Sentí un escalofrío. Era necesario apartarlo de esa línea de pensamiento. De inmediato.
—Quizás intentan salvar…
Callé. Pero Chait Rai no era un estúpido.
—Acaba lo que ibas a decir: intentan salvar este planeta de un invierno nuclear… porque esos hijos de Putana están en este planeta —su risa me hizo estremecer—. No quieren pasar un poco de frío con tal de liquidarnos. Lo que demuestra que son unos cobardes. Un ksatrya hubiera dejado helarse el planeta, si fuese necesario, para acabar con sus enemigos.
No me atreví a sugerirle que un ksatrya no se cruzaría de brazos y dejaría a la nieve y el hielo el prestigio de la victoria. Prosiguió, con sardónica ferocidad.

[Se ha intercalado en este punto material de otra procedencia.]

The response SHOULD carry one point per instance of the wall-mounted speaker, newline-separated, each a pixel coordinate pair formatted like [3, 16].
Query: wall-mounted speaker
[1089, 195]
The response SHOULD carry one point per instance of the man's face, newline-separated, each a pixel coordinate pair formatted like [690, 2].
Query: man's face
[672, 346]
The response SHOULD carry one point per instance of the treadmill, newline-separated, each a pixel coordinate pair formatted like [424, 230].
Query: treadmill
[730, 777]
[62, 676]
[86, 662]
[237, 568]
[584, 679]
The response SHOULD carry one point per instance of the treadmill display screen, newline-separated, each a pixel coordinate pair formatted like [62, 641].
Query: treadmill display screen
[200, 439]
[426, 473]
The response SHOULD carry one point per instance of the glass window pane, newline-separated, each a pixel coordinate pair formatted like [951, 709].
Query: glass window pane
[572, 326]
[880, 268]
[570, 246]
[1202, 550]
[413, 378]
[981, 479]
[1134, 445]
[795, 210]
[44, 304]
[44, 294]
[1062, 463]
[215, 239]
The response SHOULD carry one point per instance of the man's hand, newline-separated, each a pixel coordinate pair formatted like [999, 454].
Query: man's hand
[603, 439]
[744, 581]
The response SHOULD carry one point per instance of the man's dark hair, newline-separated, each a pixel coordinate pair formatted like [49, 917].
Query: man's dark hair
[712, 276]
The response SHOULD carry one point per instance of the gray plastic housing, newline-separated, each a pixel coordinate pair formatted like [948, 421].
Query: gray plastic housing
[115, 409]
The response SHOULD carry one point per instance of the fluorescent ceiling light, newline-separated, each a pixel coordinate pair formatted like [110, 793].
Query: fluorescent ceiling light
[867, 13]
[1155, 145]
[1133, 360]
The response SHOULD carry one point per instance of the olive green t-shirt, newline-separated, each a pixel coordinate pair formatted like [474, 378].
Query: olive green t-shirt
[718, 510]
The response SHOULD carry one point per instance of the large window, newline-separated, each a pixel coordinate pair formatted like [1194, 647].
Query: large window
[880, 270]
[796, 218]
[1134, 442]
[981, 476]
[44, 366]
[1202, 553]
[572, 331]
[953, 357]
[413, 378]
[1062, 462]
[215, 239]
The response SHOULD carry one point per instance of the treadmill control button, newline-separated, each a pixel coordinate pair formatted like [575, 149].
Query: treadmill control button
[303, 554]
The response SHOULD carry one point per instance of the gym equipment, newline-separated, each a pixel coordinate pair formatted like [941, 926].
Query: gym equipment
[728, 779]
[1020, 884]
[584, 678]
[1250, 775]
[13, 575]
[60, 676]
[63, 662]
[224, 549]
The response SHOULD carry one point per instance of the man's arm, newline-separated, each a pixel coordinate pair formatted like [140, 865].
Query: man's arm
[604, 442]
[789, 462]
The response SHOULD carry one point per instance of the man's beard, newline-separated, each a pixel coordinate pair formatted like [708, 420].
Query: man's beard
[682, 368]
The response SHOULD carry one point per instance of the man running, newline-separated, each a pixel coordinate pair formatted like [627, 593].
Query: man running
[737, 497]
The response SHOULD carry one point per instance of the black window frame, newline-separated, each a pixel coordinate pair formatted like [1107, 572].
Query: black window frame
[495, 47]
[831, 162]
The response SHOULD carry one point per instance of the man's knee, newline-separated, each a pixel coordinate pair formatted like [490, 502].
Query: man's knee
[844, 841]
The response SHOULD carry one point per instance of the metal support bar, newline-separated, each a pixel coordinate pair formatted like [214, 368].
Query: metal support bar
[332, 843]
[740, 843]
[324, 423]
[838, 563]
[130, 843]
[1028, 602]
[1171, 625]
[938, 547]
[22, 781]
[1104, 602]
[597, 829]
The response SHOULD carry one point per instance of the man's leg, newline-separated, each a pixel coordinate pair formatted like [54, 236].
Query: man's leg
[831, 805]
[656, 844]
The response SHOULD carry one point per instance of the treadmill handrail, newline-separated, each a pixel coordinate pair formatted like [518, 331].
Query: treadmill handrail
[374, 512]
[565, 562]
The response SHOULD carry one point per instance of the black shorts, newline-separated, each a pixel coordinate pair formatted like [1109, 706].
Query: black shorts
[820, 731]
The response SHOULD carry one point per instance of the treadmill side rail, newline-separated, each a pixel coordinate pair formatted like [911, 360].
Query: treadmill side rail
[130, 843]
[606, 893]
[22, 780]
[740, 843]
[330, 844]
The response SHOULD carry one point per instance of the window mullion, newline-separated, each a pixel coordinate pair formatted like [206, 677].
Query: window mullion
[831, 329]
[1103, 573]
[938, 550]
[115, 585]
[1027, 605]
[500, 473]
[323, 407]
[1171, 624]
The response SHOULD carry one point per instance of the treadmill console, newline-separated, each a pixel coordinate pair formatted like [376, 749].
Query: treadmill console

—¿Recuerdas que te dije que ese pez nos había mentido? ¿Que alguien había evitado que la Esfera se despedazara cuando fue atrapada por Akasa-puspa? Bueno, ya tenemos a un «alguien». Y ese «alguien» sigue aquí. Un «alguien» que tiene, al menos, veinticinco millones de años de civilización. Toma buena nota de esto: encontrarnos con ese «alguien» será, a partir de ahora, nuestro único objetivo. Ahora, Jonás, déjame solo.
Se sentó de nuevo a mirar la tormenta con rostro inexpresivo. En silencio, salí de la habitación.